De plaatsruil

En door zijn toedoen slaagde wat de HEER wilde.

Jesaja 53:10

De plaatsruil vormt het hart van Gods plan. Hij wordt al aangekondigd in Jesaja 53 – meer dan 700 jaar voordat Jezus komt om die ruil met ons te voltrekken.

Hij was onopvallend – jij bent voortdurend in Gods aandacht (Jes. 53:2, Hebr. 13:5).

Hij miste iedere schoonheid – jij bent een parel in Gods hand (Jes. 53:2, Mat. 13:45).

Hij werd veracht – jij bent geliefd (Jes. 53:3, 2 Tess. 2:13).

Hij werd door mensen gemeden – jij bent deel van Jezus’ lichaam (Jes. 53:3, 1 Kor. 12:27).

Hij kende het lijden – jij mag delen in Gods luister (Jes. 53:3, Rom. 8:18).

Hij droeg onze ziekten – jij mag gezond zijn (Jes. 53:4, 3 Joh. 1-2).

Hij werd verstoten – jij werd gered (Jes. 53:4, Rom. 5:9).

Hij werd vernederd – jij werd verhoogd (Jes. 53:4, Luc. 1:52).

Hij werd om onze zonden doorboord – jouw zonden zijn vergeven (Jes. 53:5, Kol. 1:14).

Hij werd getuchtigd – jij kreeg welzijn (Jes. 53:5).

Hij ontving striemen – jij genezing (Jes. 53:5).

Hij kreeg onze wandaden – jij zijn zegen (Jes. 53:6, Gal. 3:13-14).

Hij werd als een schaap geslacht – jij in de kudde opgenomen (Jes. 53:7, Joh. 10:16).

Hij onderging een onrechtvaardig vonnis – jij werd vrijgesproken (Jes. 53:8, Hand. 13:38-39).

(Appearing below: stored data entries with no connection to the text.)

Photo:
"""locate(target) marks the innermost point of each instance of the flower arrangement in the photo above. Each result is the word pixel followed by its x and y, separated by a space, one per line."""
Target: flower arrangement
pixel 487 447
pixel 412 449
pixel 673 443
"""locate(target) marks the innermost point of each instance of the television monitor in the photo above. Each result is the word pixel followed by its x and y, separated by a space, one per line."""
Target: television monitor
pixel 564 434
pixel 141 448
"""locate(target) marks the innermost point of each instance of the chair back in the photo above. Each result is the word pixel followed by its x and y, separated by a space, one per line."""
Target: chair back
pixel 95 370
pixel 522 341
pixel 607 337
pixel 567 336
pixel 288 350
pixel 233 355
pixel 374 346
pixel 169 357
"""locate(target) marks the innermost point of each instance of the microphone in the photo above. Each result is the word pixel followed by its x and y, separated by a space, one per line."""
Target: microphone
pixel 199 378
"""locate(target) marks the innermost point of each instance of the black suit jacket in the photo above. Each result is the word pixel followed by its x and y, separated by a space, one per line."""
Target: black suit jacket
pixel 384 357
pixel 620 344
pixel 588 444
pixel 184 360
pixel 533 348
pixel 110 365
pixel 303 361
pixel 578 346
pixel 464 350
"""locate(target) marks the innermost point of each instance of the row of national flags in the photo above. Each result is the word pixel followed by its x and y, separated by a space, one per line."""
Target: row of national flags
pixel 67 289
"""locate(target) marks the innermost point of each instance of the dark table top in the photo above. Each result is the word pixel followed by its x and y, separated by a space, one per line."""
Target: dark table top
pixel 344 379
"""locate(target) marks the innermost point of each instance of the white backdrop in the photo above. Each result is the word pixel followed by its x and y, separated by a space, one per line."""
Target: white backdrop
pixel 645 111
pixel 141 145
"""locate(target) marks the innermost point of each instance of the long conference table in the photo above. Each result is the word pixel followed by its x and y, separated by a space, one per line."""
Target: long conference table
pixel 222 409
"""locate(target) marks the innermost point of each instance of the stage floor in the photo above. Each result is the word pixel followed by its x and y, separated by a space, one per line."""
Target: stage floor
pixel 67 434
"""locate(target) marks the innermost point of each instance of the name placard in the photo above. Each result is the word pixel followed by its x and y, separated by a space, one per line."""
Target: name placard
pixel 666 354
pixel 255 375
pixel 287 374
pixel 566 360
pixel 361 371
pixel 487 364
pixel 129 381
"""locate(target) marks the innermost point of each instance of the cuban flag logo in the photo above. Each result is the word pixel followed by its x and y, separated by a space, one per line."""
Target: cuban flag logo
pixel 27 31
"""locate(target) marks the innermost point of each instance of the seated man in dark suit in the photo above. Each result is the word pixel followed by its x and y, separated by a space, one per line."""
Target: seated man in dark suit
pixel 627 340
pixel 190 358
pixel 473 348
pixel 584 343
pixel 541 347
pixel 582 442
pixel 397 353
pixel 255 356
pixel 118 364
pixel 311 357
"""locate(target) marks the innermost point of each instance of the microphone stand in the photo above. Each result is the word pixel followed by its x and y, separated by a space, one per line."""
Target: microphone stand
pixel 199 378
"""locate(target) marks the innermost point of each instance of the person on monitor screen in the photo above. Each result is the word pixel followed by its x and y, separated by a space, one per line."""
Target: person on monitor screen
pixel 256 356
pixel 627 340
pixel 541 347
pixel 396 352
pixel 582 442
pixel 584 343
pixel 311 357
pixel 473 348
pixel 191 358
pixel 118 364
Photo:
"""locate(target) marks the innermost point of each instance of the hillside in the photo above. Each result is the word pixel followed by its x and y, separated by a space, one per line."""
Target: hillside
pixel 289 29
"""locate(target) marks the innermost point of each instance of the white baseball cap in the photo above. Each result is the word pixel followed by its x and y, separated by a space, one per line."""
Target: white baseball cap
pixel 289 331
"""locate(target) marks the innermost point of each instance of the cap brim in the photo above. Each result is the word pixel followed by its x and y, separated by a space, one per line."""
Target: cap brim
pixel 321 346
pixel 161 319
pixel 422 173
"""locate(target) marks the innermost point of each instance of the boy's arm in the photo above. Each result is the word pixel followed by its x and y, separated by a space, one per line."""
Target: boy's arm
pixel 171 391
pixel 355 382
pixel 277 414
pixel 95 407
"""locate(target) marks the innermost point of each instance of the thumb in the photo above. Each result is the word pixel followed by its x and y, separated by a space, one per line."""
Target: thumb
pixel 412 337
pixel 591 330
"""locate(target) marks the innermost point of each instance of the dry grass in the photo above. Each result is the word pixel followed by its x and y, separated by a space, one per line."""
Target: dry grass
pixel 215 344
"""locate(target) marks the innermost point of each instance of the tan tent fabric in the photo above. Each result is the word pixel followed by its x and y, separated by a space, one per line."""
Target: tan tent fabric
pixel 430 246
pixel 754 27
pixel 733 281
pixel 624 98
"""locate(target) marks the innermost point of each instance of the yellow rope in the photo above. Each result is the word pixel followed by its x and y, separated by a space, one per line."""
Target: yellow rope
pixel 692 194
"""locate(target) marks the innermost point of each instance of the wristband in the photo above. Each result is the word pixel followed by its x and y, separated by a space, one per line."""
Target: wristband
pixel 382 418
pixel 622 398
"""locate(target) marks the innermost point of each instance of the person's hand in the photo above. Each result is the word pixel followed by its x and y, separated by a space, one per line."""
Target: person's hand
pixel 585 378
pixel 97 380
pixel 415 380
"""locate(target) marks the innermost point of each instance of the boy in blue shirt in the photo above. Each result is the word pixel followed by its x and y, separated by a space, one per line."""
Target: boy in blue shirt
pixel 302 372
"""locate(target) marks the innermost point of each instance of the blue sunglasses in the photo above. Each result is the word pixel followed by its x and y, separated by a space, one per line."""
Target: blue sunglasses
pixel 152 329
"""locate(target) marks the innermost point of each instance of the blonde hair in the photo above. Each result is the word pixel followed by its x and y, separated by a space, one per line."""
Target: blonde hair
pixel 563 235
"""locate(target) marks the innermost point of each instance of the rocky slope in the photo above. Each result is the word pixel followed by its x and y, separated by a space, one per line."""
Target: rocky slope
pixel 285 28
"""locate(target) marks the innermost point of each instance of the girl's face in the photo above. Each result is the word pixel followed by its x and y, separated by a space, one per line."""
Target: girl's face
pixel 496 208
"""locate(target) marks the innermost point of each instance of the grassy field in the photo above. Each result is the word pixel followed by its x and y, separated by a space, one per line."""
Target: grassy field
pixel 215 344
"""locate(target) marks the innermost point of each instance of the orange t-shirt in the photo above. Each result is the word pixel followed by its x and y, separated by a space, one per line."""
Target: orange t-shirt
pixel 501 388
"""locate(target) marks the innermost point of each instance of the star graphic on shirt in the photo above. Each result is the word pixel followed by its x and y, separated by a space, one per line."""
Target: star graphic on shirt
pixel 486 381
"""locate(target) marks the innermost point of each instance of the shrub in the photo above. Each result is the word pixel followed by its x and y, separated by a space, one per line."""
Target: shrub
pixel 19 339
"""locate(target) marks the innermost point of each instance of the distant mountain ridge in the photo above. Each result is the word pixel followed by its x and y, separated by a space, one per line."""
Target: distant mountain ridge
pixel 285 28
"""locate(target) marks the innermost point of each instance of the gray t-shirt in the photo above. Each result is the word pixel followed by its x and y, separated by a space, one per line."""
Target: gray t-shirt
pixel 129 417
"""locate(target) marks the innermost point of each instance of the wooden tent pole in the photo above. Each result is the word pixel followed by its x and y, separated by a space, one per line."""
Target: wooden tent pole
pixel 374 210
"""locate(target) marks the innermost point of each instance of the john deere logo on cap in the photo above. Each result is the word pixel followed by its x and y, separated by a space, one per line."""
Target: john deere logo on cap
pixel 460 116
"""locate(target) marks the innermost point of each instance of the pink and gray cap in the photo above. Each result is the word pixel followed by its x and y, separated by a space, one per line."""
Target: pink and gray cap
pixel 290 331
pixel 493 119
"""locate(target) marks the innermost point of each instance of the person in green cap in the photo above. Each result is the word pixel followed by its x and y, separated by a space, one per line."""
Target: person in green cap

Hij werd verbannen – jij kwam thuis in Gods huis (Jes. 53:8, Ef. 2:19).

Hij nam ons onrecht op zich – en verschafte jou daarmee recht (Jes. 53:11).

Hij gaf zijn leven prijs in de dood – zodat jij eeuwig zou leven (Jes. 53:12, Joh. 3:16).

Hij werd een zondaar – zodat jij en ik nu heiligen zijn (Jes. 53:12, 1 Kor. 1:2).